NASA: Dodging the Green Bullet

NASA announced last Friday that while searching for the reason foam separated from the space shuttle Endeavor during takeoff (tearing a 3-inch gash in the belly of the craft and causing much nail biting during reentry), they found nine small cracks in the insulation on an external fuel tank that may be the cause of the foam chipping off—the same foam that was responsible for the Columbia disaster 4 years prior.

While NASA is coyly suggests that the blame ought to rest with the cork insulation and not the foam itself, this latest scare demonstrates that NASA has not, as I had hoped, fixed the problem that was responsible for the Columbia disaster. They have not reverted to the foam that had been used with great success before bowing to environmentalist pressure groups to switch to a green-friendly material. This prompts me to ask the question: Why does NASA continue to play Russian roulette by deferring their good judgment to the uninformed, unscientific whim of environmentalists? Do the priceless lives of brilliant astronauts on the Endeavor, Columbia, and Challenger mean anything to them? Evidence has been cited by other bloggers that environmentalism has been a direct cause in the last 3 shuttle disasters.

If not lives, what about the billions of dollars of public money disintegrating in the skies above us (not to mention the money given to the families of the crew and the investigations that resulted in no significant changes), surely that would motivate NASA to find and stem the cause of such waste and use every recourse to prevent reoccurrence?

The answer is no. NASA has little motivation to prevent loss of life, and no motivation to prevent loss of money — because it is not motivated by profit. With no competition (at the present moment) and a virtually unending supply of government money, provided it keeps the right people in its corner, NASA is more concerned with the potential loss of political support then it is about the loss of human life. NASA was lucky this time, they were able to dodge a potentially fatal bullet— but it was only luck. If they continue to tempt reality by ignoring it, sooner or later NASA’s luck will run out. But where NASA fails, look to private enterprise to demonstrate how a properly motivated entity can truly reach the stars.

This embryonic industry recently experienced its own tragic disaster when Sir Richard Branson’s Virgin Galactic prototype exploded at an air force base in the Mojave Desert, killing four workers. The privately funded space tourism company had been planning to start whisking adventurous travelers to sub-orbit as early as 2009.

The difference between NASA and Galactic, public and private ventures will become blissfully clear within the next few years, and I’d put money down that Branson and his gang will find the cause of the accident and, unlike their federally funded counterparts, do everything within their power to remedy the problem immediately. Regardless of the environmental friendliness (or unfriendliness) of a solution — you can bet that they will utilize any option to prevent another accident from happening because they only have one master to serve: the paying public.

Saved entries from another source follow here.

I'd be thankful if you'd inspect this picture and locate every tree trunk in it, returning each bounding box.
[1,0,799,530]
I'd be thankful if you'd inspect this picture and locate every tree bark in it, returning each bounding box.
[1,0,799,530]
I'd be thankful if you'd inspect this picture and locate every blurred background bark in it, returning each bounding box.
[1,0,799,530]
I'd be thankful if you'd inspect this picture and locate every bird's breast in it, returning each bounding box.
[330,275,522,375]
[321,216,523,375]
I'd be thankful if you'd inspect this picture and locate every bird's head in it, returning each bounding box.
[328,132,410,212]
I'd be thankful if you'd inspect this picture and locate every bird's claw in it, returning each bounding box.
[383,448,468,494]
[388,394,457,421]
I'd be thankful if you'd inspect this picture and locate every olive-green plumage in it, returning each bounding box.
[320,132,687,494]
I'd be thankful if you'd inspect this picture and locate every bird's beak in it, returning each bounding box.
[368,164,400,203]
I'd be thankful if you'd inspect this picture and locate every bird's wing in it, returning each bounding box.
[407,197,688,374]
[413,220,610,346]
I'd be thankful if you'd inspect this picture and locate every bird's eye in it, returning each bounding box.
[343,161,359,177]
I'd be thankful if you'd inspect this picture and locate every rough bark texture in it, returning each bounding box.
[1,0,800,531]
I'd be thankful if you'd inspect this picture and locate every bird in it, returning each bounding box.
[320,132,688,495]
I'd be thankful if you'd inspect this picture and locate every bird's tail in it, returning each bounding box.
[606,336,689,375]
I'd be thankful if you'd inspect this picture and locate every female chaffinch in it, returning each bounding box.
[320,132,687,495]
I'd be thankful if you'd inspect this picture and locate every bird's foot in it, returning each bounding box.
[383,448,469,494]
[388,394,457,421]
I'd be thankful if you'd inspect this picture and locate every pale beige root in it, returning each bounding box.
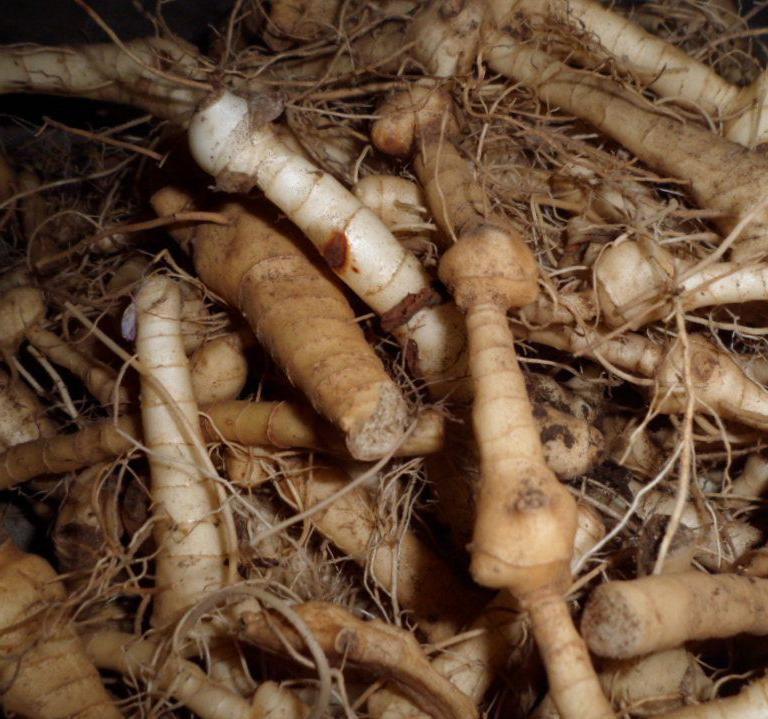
[0,414,142,488]
[582,571,768,659]
[728,454,768,503]
[655,675,768,719]
[368,503,605,719]
[203,400,443,457]
[527,372,599,424]
[368,594,523,719]
[405,0,483,77]
[532,648,712,718]
[594,237,768,329]
[0,285,45,357]
[152,187,409,461]
[280,464,486,642]
[224,447,279,488]
[189,333,248,405]
[0,285,128,408]
[601,416,665,479]
[0,541,121,719]
[518,290,597,328]
[371,85,611,718]
[0,38,204,122]
[25,326,129,409]
[483,36,768,261]
[84,629,307,719]
[0,367,55,448]
[266,0,341,42]
[502,0,768,147]
[0,400,442,488]
[242,601,478,719]
[522,326,768,432]
[353,175,438,256]
[428,409,602,552]
[53,463,120,575]
[135,275,227,626]
[187,93,468,394]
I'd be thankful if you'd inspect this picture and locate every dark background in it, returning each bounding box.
[0,1,766,46]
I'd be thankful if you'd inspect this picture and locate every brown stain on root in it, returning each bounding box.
[380,287,442,333]
[322,231,349,270]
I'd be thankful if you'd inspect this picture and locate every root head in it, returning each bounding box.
[439,226,539,310]
[372,86,458,157]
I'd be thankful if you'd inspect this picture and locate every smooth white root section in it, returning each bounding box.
[135,276,227,626]
[0,39,203,122]
[84,630,307,719]
[500,0,768,147]
[188,91,467,388]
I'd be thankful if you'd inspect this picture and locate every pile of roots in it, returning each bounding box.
[1,1,768,718]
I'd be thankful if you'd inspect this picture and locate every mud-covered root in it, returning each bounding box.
[0,541,121,719]
[189,332,248,404]
[53,464,121,576]
[83,629,308,719]
[582,571,768,659]
[0,367,55,448]
[281,464,487,642]
[152,187,411,461]
[241,600,479,719]
[534,403,605,478]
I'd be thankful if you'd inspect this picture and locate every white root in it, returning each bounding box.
[135,275,227,626]
[187,90,467,392]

In order to survive, Virgin Galactic must act in the best interest of passengers. Without the bottomless coffer of public money, they actually need to convince investors and passengers that Virgin Galactic is safe and profitable and Branson knows that another deadly incident could potentially give the public a long-lasting taste-aversion to commercial space travel, slowing, if not killing, Virgin Galactic’s future potential.

But I have confidence that regardless of what environmentalists throw at Galactic (and with private space travel poised to leave a big-foot sized carbon foot-print you can bet they’ll have something to say) Branson, unlike NASA will find the cause and fix it. Unlike NASA, he does not have to yield to political pressure in order to find funding. Were he to come up against environmentalism, my guess is that he’d fight rather than dodge attacks from pressure groups. Personally, I’d rather fly on Virgin Galactic’s virgin flight than on a mission by NASA with its long history of ignoring the facts of reality.